Cookies are required for login or registration. Please read and agree to our cookie policy to continue.

Newest Member: Hurtingstrong

Reconciliation :
Unusual triggers around this time of year

Topic is Sleeping.
default

 Want2BHappyAgain (original poster member #45088) posted at 3:14 PM on Wednesday, November 23rd, 2022

The devil really is trying to screw with my head right now!! I normally don't have triggers around the holidays anymore...but these last few days have brought up memories from 8 years ago that have me...well...triggered look .

The World Cup is playing now. They were playing 8 years ago...during the time my H was having his A. The United States had gotten out of contention...but the Netherlands was still going strong...so my H and I were rooting for that team since he was over there. After Dday I found that he and the adultery co-conspirator were talking about it too...just like others in that country.

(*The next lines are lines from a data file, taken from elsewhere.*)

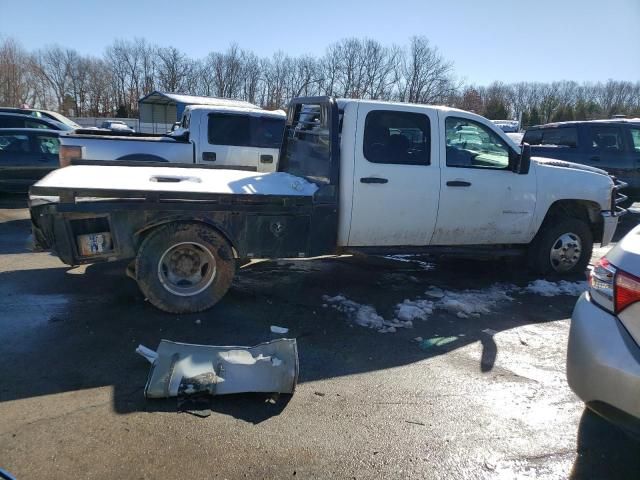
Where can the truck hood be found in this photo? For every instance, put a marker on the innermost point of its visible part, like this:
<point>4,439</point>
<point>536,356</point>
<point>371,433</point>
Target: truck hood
<point>552,162</point>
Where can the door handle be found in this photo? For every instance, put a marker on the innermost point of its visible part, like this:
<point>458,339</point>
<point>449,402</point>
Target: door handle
<point>373,180</point>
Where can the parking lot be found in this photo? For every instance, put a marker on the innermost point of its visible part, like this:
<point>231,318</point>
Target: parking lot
<point>475,390</point>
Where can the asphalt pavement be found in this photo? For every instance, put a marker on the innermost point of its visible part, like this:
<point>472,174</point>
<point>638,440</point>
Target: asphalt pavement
<point>482,397</point>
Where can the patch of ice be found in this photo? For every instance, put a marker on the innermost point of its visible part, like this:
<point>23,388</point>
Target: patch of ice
<point>473,303</point>
<point>411,259</point>
<point>410,310</point>
<point>546,288</point>
<point>365,315</point>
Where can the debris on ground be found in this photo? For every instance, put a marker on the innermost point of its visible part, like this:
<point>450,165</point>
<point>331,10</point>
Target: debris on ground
<point>281,330</point>
<point>365,315</point>
<point>428,343</point>
<point>184,370</point>
<point>147,353</point>
<point>546,288</point>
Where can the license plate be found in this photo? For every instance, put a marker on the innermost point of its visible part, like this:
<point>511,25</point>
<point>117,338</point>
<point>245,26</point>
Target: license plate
<point>94,243</point>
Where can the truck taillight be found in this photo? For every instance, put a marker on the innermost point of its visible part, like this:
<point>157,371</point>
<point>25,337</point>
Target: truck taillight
<point>601,284</point>
<point>627,290</point>
<point>612,288</point>
<point>68,153</point>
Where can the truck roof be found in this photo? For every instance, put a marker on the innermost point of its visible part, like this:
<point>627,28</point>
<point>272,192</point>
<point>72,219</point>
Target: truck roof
<point>343,101</point>
<point>238,109</point>
<point>608,121</point>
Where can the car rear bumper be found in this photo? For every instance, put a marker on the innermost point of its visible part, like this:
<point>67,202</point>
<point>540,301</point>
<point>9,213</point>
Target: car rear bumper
<point>603,361</point>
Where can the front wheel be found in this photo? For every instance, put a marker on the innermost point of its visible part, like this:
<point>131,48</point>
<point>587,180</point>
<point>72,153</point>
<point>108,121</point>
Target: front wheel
<point>184,267</point>
<point>562,246</point>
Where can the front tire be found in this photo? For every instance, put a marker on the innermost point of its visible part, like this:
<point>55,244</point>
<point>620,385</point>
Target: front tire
<point>184,267</point>
<point>563,246</point>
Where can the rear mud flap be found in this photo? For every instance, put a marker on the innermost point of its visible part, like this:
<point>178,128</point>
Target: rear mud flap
<point>182,369</point>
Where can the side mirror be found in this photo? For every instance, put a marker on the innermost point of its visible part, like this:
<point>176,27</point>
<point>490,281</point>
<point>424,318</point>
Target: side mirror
<point>523,161</point>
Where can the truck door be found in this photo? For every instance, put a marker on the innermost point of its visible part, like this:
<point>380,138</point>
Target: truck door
<point>482,200</point>
<point>396,182</point>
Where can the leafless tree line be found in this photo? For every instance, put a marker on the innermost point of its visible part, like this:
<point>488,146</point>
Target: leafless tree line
<point>61,79</point>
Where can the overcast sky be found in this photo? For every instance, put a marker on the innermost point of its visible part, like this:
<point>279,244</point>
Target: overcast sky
<point>543,40</point>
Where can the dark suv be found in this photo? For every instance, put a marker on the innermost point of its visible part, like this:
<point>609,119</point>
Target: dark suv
<point>612,145</point>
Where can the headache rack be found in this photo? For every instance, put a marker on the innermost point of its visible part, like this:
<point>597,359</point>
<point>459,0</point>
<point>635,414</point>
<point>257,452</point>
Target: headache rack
<point>618,198</point>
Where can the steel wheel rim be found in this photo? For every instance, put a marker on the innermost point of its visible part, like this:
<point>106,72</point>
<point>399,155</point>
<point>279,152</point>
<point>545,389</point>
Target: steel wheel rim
<point>565,252</point>
<point>186,269</point>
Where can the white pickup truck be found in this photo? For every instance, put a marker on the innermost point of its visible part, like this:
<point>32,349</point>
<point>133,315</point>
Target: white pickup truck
<point>354,175</point>
<point>221,136</point>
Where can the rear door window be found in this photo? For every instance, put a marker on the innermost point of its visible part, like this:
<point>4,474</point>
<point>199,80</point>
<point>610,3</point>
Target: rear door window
<point>558,136</point>
<point>635,138</point>
<point>47,144</point>
<point>227,129</point>
<point>11,144</point>
<point>266,132</point>
<point>605,138</point>
<point>397,137</point>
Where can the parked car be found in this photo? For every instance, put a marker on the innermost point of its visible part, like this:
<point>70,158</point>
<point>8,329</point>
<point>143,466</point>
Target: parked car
<point>17,120</point>
<point>219,136</point>
<point>603,357</point>
<point>612,145</point>
<point>349,180</point>
<point>116,126</point>
<point>46,114</point>
<point>508,126</point>
<point>26,155</point>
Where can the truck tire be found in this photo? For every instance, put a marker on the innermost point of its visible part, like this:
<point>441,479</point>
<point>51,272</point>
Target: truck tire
<point>184,267</point>
<point>563,246</point>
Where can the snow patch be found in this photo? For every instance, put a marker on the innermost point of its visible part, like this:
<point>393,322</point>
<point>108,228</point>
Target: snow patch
<point>473,303</point>
<point>546,288</point>
<point>365,315</point>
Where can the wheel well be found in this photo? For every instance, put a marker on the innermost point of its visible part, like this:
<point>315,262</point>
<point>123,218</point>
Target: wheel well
<point>584,210</point>
<point>141,234</point>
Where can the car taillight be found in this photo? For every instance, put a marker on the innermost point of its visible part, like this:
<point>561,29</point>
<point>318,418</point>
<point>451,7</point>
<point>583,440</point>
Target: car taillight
<point>67,153</point>
<point>627,290</point>
<point>612,288</point>
<point>601,284</point>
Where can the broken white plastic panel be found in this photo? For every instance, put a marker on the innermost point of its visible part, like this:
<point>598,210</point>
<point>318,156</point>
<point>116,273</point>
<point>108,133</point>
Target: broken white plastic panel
<point>186,369</point>
<point>277,329</point>
<point>147,353</point>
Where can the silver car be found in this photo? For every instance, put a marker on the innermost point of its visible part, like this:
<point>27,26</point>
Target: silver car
<point>603,357</point>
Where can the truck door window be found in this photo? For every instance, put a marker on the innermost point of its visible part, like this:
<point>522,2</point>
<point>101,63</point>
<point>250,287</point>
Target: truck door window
<point>224,129</point>
<point>397,137</point>
<point>47,144</point>
<point>14,143</point>
<point>473,145</point>
<point>635,138</point>
<point>607,138</point>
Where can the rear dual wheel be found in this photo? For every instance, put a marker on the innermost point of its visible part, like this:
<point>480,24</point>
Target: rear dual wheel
<point>563,246</point>
<point>184,267</point>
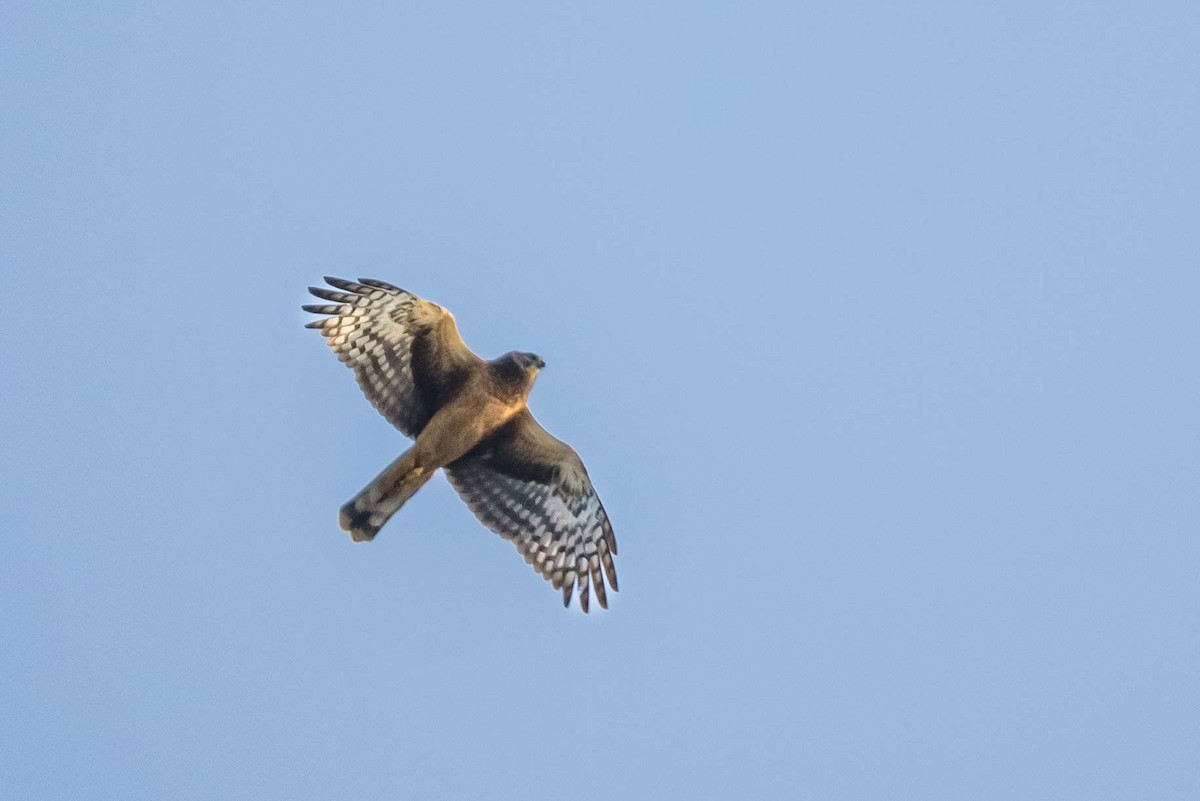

Then there was recently the conviction of 3 people for murder in the downing of MH17 back in 2014...on the same day that my H flew out of the Netherlands. I froze when I saw the date come on the TV screen. It was something that I wasn't expecting to see...and it took me back to that day...when I was so worried about my H's flight.

I know that these triggers aren't anything happening NOW...but lizard brain doesn't care about WHEN...it just cares about the experience duh . I'm doing well...especially since we all have electricity and other things that we didn't have last year after Ida. I have been really excited to get back to having a NORMAL holiday season after these last 2 years of NOT normal!!! It is just seeing these things happening...when they usually aren't in this time frame...it makes me feel like something evil is trying to steal my peace.

I pray for all of us having to go through times like these. The "firsts" are always hard (((HUGS))). Then there are those who have had Ddays around the holidays...which only adds another layer to this heaping pile we have all been dumped in. Life does go on...and it CAN be a happy time again smile . I have the tools to combat this...and I am far enough removed to be able to have peace as well. But even this far out...some things just come up to remind me of a terrible, horrible, no good, very bad day when the world as I knew it...ended sad .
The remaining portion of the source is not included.